Depression in children is frequently overlooked, said Vanesta Poitier, Ph.D, a social worker at the Stoddard Baptist Nursing Home in Northwest.

"It's confused with other illnesses, misbehavior or malnutrition," said Poitier, 60, who has helped youth to the elderly. "During the holidays, everyone gets the blues for a time," especially when you're away from home like Ferdinand. But these feelings are short lived and pass within a couple of days.

Depression, said Virginia-based psychiatrist, Dr. Robin Brannigan, is a term to convey a variety of dysphoric mood states.

"Most folks will use the term to describe feeling blue for brief periods but from a medical perspective, depression refers to an ongoing period of sadness – typically longer than two weeks – and associated with specific symptoms," said Brannigan, 47. "When there's sadness and loss of interest plus three or four other symptoms for more than two weeks, an individual is considered majorly depressed."

Symptoms include loss of interest in activities previously enjoyed, decrease in motivation, changes in appetite and sleep, feelings of unwarranted guilt, excessive worry, suicidal thoughts and actions.

Other symptoms for the elderly, said Poitier, a relative of internationally known actor Sidney Poitier, include irritable mood swings, expressions of worthlessness, weight loss, not caring for themselves, always tired, irresponsible behaviors, "doing things outside the norm for this person," persistent sadness and emptiness, and persistent physical symptoms and chronic pain that don't respond to treatments.

The National Mental Health Association theorized that the reasons for feeling blue around the holidays are numerous. They range from fatigue – a result of the increased holiday activity – to financial limitations and family tensions. Experts say the fastest route to holiday depression is unrealistic expectations. People may develop other stress responses such as headaches, excessive drinking, overeating and difficulty sleeping. Then, they experience a post-holiday let down after Jan. 1.

"There are numerous triggers for the onset of depressive episodes," Brannigan said. "Disturbing experiences like loss and death, genetic predisposition, and seasonal changes. Although it may seem that the holidays can be a trigger for depression, it's not always the case. More often than not, it exacerbates an already underlying vulnerability."

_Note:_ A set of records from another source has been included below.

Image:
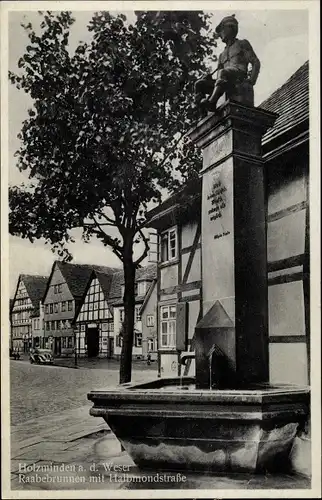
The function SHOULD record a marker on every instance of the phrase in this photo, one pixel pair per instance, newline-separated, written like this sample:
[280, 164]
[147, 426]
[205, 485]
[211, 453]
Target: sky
[280, 40]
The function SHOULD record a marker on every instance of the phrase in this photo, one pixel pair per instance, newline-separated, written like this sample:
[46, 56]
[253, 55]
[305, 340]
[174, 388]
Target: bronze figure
[234, 76]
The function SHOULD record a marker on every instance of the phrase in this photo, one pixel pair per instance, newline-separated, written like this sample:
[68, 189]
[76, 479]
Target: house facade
[148, 313]
[29, 292]
[94, 324]
[62, 299]
[177, 221]
[98, 322]
[38, 326]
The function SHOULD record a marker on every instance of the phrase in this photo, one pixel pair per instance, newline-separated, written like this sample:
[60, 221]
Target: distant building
[143, 280]
[99, 319]
[94, 320]
[38, 326]
[62, 299]
[29, 292]
[148, 312]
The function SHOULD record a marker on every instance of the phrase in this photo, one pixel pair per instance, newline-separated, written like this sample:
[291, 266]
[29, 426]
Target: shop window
[150, 320]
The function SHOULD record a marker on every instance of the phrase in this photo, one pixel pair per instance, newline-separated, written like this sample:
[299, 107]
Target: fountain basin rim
[142, 392]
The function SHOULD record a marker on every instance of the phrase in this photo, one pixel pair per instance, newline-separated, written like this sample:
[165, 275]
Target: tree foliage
[106, 133]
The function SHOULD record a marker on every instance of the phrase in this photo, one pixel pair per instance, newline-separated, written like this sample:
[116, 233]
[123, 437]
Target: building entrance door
[92, 342]
[110, 347]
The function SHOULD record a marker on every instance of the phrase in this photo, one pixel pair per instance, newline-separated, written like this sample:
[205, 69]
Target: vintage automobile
[41, 356]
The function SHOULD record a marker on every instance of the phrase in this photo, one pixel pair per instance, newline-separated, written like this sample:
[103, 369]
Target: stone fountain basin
[167, 424]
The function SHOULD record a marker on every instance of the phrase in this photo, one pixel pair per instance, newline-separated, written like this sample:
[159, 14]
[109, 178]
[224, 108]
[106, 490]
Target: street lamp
[75, 348]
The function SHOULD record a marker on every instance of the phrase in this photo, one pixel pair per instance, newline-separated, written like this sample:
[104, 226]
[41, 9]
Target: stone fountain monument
[229, 418]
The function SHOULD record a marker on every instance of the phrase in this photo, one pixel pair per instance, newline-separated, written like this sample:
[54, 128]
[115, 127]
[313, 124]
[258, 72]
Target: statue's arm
[254, 61]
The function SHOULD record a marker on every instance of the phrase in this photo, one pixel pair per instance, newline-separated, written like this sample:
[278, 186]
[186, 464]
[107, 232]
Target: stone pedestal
[232, 338]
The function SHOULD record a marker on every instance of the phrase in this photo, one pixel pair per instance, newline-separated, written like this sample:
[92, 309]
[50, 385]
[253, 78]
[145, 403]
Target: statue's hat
[228, 19]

Ways of coping with stress during the holidays, advised the D.C. Commission on Aging, a citizen's advisory group, include keeping expectations manageable, pacing yourself and organizing your time. Make a list and prioritize important activities. Be realistic about what you can do. Don't put the entire focus on one day. It's a season of holiday sentiment, and activities can be spread out to lessen stress and increase enjoyment.

Poitier added that families become busy celebrating and they leave out certain members such as the elderly.

"They don't feel included in the festivities," said Poitier, "and the key is to include them in the process of what you're doing. Even simple things like shopping trips; you can include them so they'll feel a part of it."

Brannigan was more straightforward.

"My advice for anyone experiencing depressive symptoms for an extensive period of time, greater than two weeks, is to seek help," Brannigan added. "There's no need to suffer in silence, nor deny yourself assistance or relief."